My fascination is with the fact that dragons have intrigued and terrified people for centuries. Almost every ancient nation in the world has dragon legends, including China, India, Australia, Europe, and Persia, to name a few. These are compelling myths, not only for their sheer number but also for their similarities. These numerous civilizations were very far removed from one another physically, linguistically, and culturally, yet their stories are closely linked. There are artifacts from these cultures that depict dragons on jewelry, drinking vessels, relics, and walls. Ancient writings from Marco Polo, Claudius Aelianus (speaking of the experience of Alexander the Great), Marcus Cicero, and the Bible mention dragons, along with many other works. I find these facts intriguing. How did so many different people groups, from such scattered locations, over so many thousands of years, come up with such similar tales and pictures of massive, menacing, sometimes fire-breathing, sometimes flying beasts?
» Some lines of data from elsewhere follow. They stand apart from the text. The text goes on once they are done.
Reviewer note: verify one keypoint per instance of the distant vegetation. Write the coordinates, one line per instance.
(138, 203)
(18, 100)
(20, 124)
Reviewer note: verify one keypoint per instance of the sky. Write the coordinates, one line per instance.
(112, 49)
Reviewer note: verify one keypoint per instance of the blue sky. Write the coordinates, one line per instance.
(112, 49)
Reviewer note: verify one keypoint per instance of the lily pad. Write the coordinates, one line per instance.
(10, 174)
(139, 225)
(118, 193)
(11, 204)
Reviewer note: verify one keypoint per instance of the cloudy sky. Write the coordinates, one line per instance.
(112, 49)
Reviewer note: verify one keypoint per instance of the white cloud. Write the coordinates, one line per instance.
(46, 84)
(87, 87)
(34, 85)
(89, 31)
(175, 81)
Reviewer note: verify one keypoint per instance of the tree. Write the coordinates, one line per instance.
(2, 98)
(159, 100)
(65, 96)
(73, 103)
It sparks my imagination. What were the dragons? Where did they live? How did they behave? How did they interact with each other and the people around them? Were they real? If they were, why are they not around today? I had such fun creating my dragons for Dragon's Fire, and exploring some of those questions - the last one which I tackle in Book Five of the series. In fact, my dragons were so much fun that I had to go back in time and make Book Six a prequel, just so that I could play with them some more! The dragons are mentioned and make a small appearance, respectively, in the sneak peeks for my first two books on my website at www.dragonsfireseries.com, although you'll have to probe a little deeper than the first few pages to find out much about them! Thanks for your question!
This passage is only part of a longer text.